When the citizens of a community are classed according to
their rank, their profession, or their birth, and when all men
are constrained to follow the career which happens to open before
them, everyone thinks that the utmost limits of human power are
to be discerned in proximity to himself, and none seeks any
longer to resist the inevitable law of his destiny. Not indeed
that an aristocratic people absolutely contests man's faculty of
self-improvement, but they do not hold it to be indefinite;
amelioration they conceive, but not change: they imagine that the
future condition of society may be better, but not essentially
different; and whilst they admit that mankind has made vast
strides in improvement, and may still have some to make, they
assign to it beforehand certain impassable limits. Thus they do
not presume that they have arrived at the supreme good or at
absolute truth (what people or what man was ever wild enough to
imagine it?) but they cherish a persuasion that they have pretty
nearly reached that degree of greatness and knowledge which our
imperfect nature admits of; and as nothing moves about them they
are willing to fancy that everything is in its fit place. Then it
is that the legislator affects to lay down eternal laws; that
kings and nations will raise none but imperishable monuments; and
that the present generation undertakes to spare generations to
come the care of regulating their destinies.
In proportion as castes disappear and the classes of society
approximate -as manners, customs, and laws vary, from the
tumultuous intercourse of men -as new facts arise -as new truths
are brought to light -as ancient opinions are dissipated, and
others take their place -the image of an ideal perfection,
forever on the wing, presents itself to the human mind. Continual
changes are then every instant occurring under the observation of
every man: the position of some is rendered worse; and he learns
but too well, that no people and no individual, how enlightened
soever they may be, can lay claim to infallibility; -the
condition of others is improved; whence he infers that man is
endowed with an indefinite faculty of improvement. His reverses
teach him that none may hope to have discovered absolute good -his success stimulates him to the never-ending pursuit of it.

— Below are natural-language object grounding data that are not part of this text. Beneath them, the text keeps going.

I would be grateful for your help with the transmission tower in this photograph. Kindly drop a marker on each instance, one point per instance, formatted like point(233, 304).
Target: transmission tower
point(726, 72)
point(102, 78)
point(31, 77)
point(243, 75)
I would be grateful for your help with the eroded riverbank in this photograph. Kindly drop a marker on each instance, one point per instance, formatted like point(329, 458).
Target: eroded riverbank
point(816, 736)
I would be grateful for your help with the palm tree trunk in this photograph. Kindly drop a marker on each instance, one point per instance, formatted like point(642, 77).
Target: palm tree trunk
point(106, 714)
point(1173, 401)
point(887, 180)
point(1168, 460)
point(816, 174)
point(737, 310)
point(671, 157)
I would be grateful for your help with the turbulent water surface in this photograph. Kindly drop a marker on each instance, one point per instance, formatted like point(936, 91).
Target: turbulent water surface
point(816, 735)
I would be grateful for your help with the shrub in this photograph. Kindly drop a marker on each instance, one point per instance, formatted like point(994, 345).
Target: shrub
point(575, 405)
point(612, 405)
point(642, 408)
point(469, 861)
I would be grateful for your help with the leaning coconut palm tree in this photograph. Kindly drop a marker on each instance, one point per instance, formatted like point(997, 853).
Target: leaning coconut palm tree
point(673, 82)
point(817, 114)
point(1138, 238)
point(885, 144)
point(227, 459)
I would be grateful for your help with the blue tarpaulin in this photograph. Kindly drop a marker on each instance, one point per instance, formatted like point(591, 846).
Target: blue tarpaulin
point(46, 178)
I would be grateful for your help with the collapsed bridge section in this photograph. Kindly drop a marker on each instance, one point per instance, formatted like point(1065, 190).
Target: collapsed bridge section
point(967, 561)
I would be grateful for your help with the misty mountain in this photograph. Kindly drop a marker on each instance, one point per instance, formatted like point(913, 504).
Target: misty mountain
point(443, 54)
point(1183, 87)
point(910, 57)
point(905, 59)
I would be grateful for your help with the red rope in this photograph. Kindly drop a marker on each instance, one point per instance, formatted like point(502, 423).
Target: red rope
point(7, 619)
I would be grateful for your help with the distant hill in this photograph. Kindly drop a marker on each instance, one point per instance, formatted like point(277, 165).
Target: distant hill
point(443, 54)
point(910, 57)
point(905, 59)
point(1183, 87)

Thus, forever seeking -forever falling, to rise again -often
disappointed, but not discouraged -he tends unceasingly towards
that unmeasured greatness so indistinctly visible at the end of
the long track which humanity has yet to tread. It can hardly be
believed how many facts naturally flow from the philosophical
theory of the indefinite perfectibility of man, or how strong an
influence it exercises even on men who, living entirely for the
purposes of action and not of thought, seem to conform their
actions to it, without knowing anything about it. I accost an
American sailor, and I inquire why the ships of his country are
built so as to last but for a short time; he answers without
hesitation that the art of navigation is every day making such
rapid progress, that the finest vessel would become almost
useless if it lasted beyond a certain number of years. In these
words, which fell accidentally and on a particular subject from a
man of rude attainments, I recognize the general and systematic
idea upon which a great people directs all its concerns.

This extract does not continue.